The US Federal Reserve Chairman Jerome Powell said that the central bank needs to think about the speed at which interest rates are to be raised because of some potential headwinds that are on the way to hit the US economy even though he sounded mostly optimistic about the current state of the U.S. economy and its continued strong performance.
Powell said that while the global economy has slowly been reducing the rate of growth that it had achieved about a year ago, the pace of growth of the US economy had made him “very happy”. He was speaking at an event in Dallas, Texas earli3er in the week.
However the investors were warned by the central bank chief about some strong headwinds for the US economy in the next year and hence there was need to be cautious. According to Powell, the headwinds include a drop in foreign demand, a cool down in the real-estate market in the country US and the waning off of the impacts of the fiscal stimulus or the corporate tax cuts that were announced by Trump last year.
“We have to be thinking about how much further to raise rates, and the pace at which we will raise rates,” Powell said. He added that monetary policy goals are to “extend the recovery, expansion, and to keep unemployment low, to keep inflation low.”
The current approach of the Fed in following maximum employment and price stability policy would be reviewed in the upcoming year, said the Fed through a statement just a day after Powell spoke at the Dallas event.
“The Federal Reserve next year will review the strategies, tools, and communication practices it uses to pursue its congressionally-assigned mandate of maximum employment and price stability. The review will include outreach to a broad range of interested stakeholders,” the statement said.
The Fed announced that it would host a number of public events throughout the US to solicit opinions from outside stakeholders as well as sponsor a research conference in June as a aprt of the outreach effort.
The Federal Open Market Committee, the Fed’s policy making body, led a bullish anticipation for the economy and it has raised the benchmark interest rates three consecutive times this year. It is expected that the Fed would again raise the rates in for a fourth time in December.

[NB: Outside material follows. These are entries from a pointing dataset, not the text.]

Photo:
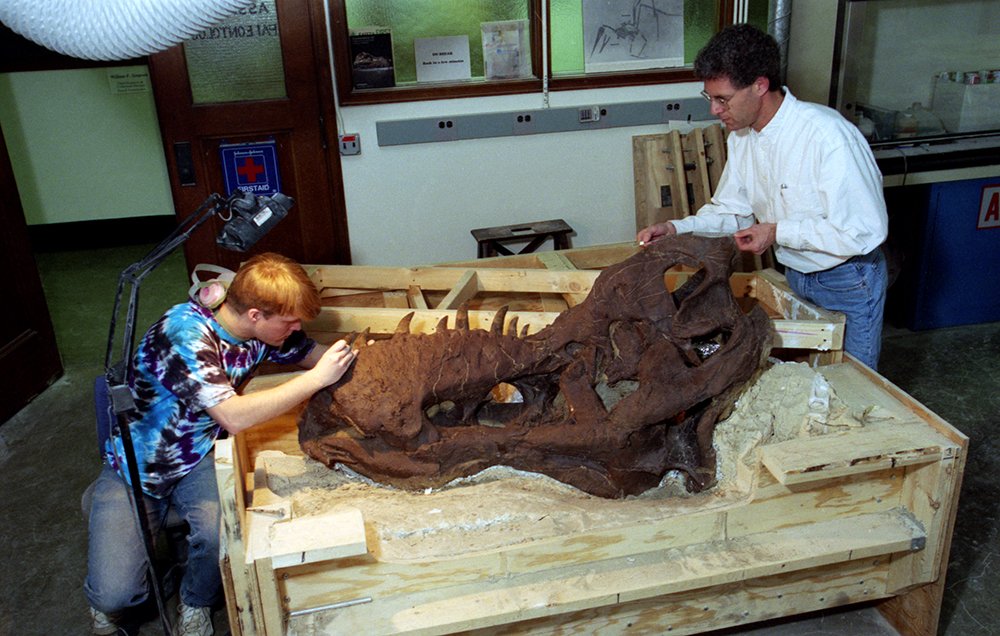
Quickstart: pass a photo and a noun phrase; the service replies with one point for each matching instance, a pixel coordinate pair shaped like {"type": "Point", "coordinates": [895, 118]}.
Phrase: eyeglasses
{"type": "Point", "coordinates": [723, 102]}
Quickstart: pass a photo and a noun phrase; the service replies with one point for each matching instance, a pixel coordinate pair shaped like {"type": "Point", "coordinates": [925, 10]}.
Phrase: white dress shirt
{"type": "Point", "coordinates": [810, 172]}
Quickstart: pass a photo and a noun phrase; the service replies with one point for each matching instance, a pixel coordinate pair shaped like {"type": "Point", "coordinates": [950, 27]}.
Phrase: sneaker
{"type": "Point", "coordinates": [103, 624]}
{"type": "Point", "coordinates": [194, 621]}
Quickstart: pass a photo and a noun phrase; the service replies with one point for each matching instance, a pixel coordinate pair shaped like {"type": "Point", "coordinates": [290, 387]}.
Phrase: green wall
{"type": "Point", "coordinates": [81, 150]}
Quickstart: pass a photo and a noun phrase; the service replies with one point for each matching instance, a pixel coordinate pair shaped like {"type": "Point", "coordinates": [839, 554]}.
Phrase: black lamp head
{"type": "Point", "coordinates": [251, 217]}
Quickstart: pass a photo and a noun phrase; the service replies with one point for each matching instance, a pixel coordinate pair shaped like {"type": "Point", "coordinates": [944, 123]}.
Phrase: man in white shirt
{"type": "Point", "coordinates": [798, 177]}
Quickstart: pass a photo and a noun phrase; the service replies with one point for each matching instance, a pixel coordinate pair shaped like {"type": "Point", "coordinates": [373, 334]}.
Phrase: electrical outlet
{"type": "Point", "coordinates": [350, 144]}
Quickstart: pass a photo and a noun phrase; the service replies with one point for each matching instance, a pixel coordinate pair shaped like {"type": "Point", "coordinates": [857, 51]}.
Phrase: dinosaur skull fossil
{"type": "Point", "coordinates": [617, 391]}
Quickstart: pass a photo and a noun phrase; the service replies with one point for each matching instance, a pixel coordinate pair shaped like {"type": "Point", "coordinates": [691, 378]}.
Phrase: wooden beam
{"type": "Point", "coordinates": [341, 320]}
{"type": "Point", "coordinates": [464, 289]}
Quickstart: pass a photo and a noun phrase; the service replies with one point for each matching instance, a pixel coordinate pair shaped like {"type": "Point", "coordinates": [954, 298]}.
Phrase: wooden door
{"type": "Point", "coordinates": [29, 358]}
{"type": "Point", "coordinates": [315, 230]}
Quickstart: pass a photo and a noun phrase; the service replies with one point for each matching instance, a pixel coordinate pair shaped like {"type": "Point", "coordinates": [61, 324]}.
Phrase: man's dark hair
{"type": "Point", "coordinates": [740, 53]}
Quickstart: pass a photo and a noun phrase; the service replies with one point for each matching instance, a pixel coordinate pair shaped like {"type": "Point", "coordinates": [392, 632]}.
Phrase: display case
{"type": "Point", "coordinates": [908, 70]}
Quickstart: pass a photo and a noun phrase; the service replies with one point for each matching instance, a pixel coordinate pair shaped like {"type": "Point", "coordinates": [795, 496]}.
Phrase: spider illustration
{"type": "Point", "coordinates": [629, 30]}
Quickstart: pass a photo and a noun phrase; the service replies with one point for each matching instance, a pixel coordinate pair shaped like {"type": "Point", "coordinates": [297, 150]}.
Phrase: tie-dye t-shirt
{"type": "Point", "coordinates": [185, 364]}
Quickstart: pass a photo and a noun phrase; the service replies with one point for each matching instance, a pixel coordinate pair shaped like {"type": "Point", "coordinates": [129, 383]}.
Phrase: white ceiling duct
{"type": "Point", "coordinates": [114, 29]}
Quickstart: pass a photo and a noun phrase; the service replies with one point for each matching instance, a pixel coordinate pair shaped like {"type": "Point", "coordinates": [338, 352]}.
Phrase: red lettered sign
{"type": "Point", "coordinates": [989, 207]}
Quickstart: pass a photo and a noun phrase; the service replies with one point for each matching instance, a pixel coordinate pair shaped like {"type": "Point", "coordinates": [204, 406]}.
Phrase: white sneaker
{"type": "Point", "coordinates": [193, 621]}
{"type": "Point", "coordinates": [102, 624]}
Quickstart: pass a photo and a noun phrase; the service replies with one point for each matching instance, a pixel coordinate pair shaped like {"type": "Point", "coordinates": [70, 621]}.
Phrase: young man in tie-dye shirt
{"type": "Point", "coordinates": [186, 372]}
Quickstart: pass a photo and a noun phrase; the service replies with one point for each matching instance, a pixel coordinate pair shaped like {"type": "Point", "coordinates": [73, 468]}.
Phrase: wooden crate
{"type": "Point", "coordinates": [536, 288]}
{"type": "Point", "coordinates": [817, 522]}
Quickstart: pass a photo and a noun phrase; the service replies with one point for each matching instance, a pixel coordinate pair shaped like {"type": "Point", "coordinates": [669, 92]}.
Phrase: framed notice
{"type": "Point", "coordinates": [442, 59]}
{"type": "Point", "coordinates": [506, 51]}
{"type": "Point", "coordinates": [621, 35]}
{"type": "Point", "coordinates": [251, 167]}
{"type": "Point", "coordinates": [371, 58]}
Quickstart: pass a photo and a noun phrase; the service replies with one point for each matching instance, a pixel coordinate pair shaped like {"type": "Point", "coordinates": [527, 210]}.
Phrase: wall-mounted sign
{"type": "Point", "coordinates": [252, 167]}
{"type": "Point", "coordinates": [128, 80]}
{"type": "Point", "coordinates": [442, 59]}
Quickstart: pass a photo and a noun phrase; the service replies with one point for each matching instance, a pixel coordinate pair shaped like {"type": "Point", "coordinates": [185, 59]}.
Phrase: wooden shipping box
{"type": "Point", "coordinates": [862, 515]}
{"type": "Point", "coordinates": [536, 288]}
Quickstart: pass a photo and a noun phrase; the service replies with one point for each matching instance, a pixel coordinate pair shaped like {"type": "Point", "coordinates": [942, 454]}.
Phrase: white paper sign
{"type": "Point", "coordinates": [442, 59]}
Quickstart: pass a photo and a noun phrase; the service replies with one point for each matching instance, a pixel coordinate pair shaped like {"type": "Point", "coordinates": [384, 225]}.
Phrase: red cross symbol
{"type": "Point", "coordinates": [249, 170]}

The increasing rates by the Fed has resulted in an increase in capital inflow into the US but with the associated large-scale drop in currency and turmoil in the financial markets in the emerging economies such as Turkey, Argentina and some of the Southeast Asian countries.
The assets prices are being hurt by the current rates of interest and therefore it is no more sustainable to further increase rates of interests, said hedge fund billionaire Ray Dalio. He believes that in its policy reference toolkit, preference should be given to asset prices over economic conditions when the central bank meets next.
“We’ve raised interest rates to a level that it’s hurting asset prices. We have now a flat yield curve,” the founder of Bridgewater Associates said in a television program. “We’re in a situation right now that the Fed will have to look at asset prices before they look at economic activity.”